The American revolution, I argued, was our inheritance, a part of our patrimony mislaid across the Atlantic. From a written constitution to a system of radically devolved power to the replacement of monarchy with an elected head of state, it was time for us to bring home the revolution that we had made in America.

As Freedland tells it, his homage to our written constitution and its checks and balances came just before a series of somewhat embarrassing U.S. upheavals: the Clinton impeachment, ” hideous, only-in-America” mass shootings, and similar dysfunctions culminating in the election of Donald Trump, who–despite getting fewer votes–defeated “an infinitely more qualified opponent.”

Initially, Freedland says, he responded to these unsettling reminders of our lack of social perfection by reminding himself that he was admiring a founding ideal, not our nation’s flawed reality. But little by little, he has come to recognize some inadequacies in that founding ideal.

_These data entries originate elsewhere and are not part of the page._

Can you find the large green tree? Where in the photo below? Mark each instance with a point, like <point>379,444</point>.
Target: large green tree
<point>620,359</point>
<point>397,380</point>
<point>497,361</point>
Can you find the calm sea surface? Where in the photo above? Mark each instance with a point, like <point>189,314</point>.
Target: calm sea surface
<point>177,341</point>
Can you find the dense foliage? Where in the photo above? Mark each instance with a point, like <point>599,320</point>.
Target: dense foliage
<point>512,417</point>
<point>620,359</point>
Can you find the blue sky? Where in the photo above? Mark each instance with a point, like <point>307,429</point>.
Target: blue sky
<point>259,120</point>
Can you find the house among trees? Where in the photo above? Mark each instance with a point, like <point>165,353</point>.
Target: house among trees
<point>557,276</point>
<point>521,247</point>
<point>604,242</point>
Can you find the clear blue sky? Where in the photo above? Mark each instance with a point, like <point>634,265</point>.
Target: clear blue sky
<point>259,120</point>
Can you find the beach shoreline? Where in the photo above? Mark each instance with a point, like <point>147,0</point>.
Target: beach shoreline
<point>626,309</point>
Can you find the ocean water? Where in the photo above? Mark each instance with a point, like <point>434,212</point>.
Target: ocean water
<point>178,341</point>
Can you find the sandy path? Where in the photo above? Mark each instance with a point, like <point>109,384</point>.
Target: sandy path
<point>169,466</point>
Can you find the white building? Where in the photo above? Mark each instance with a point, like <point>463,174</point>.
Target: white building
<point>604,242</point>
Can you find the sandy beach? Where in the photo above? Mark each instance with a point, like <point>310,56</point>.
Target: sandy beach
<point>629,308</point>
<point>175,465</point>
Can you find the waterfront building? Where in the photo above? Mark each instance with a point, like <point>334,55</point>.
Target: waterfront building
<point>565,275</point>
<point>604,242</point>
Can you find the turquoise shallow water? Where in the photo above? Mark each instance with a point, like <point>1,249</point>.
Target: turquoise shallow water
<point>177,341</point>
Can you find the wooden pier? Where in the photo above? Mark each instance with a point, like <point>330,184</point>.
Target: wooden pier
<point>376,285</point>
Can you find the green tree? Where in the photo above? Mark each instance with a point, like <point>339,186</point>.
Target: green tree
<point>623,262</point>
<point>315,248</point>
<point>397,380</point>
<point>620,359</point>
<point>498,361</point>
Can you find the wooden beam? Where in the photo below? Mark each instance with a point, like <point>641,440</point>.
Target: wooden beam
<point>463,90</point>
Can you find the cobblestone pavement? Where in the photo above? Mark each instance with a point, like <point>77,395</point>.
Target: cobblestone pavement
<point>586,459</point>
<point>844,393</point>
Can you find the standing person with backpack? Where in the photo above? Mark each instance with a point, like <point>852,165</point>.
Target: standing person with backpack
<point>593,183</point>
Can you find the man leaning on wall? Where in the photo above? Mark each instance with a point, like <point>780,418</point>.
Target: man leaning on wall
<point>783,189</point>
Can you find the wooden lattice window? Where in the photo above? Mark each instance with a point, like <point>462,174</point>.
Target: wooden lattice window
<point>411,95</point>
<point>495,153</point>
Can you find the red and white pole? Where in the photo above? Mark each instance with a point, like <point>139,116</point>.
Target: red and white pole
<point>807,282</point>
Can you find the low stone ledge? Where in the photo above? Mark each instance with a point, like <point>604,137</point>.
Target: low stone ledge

It’s time for me to admit my doubts about its core idea – its admiration for the US constitution and system of government. For this first year of the Donald Trump presidency has exposed two flaws in the model that I cannot brush aside so easily.

The first is that Trump has vividly demonstrated that much of what keeps a democracy intact is not enshrined in the written letter of a constitution, but resides instead in customs and conventions – norms – that are essential to civic wellbeing. Trump trampled all over those as a candidate – refusing to disclose his tax returns, for example – and has trampled over even more as president.

Freedland enumerates some of the norms Trump has ignored: refusal to divest himself of his business interests, appointing unqualified family members to high government posts (although, really–how would this unbelievably ignorant and incompetent man even recognize other people’s lack of qualifications?), firing James Comey. Etc. Then he returns to the institutional point:

But this year of Trump has also shown the extent to which the US has an unwritten constitution that – just like ours – relies on the self-restraint of the key political players, a self-restraint usually insisted upon by a free press. Yet when confronted with a leader unbound by any sense of shame – and shamelessness might just be Trump’s defining quality – America is left unexpectedly vulnerable.

Impeachment, of course, is a remedy, but as Freedland (and every other sentient observer) recognizes, nothing will happen so long as Republicans control both houses of Congress.

In 2017 we saw with new clarity that the strength of the US constitution depends entirely on the willingness of those charged with enforcing it to do their duty. And today’s Republicans refuse to fulfil that obligation. They, like Trump, are without shame. This was a fatal oversight by Hamilton, James Madison and their fellow framers of the constitution. They did not reckon on a partisanship so intense it would blind elected representatives to the national interest – so that they would, repeatedly, put party ahead of country. The founders did not conceive of a force like today’s Republican party, willing to indulge a president nakedly hostile to ideals Americans once held sacred.

Ironically, if someone like Trump emerged in England, it would be easier to get rid of him; a parliamentary vote of no confidence is, as Freedland concedes, a lower hurdle than impeachment.

As perceptive as this essay is–and I encourage readers to click through and read it in its entirety–we are inescapably products of our own legal system, a system dependent upon adherence to our own democratic norms. (During the Constitutional debate over the addition of a Bill of Rights, Hamilton was among those making the point that written laws cannot address every possible way in which government can go off the rails.) Standards of behavior, expectations of decorum and propriety, and measures of competence are ultimately cultural artifacts, their breach punished by public opprobrium.

In November, we will see the extent to which America’s “unwritten Constitution” and democratic norms still hold.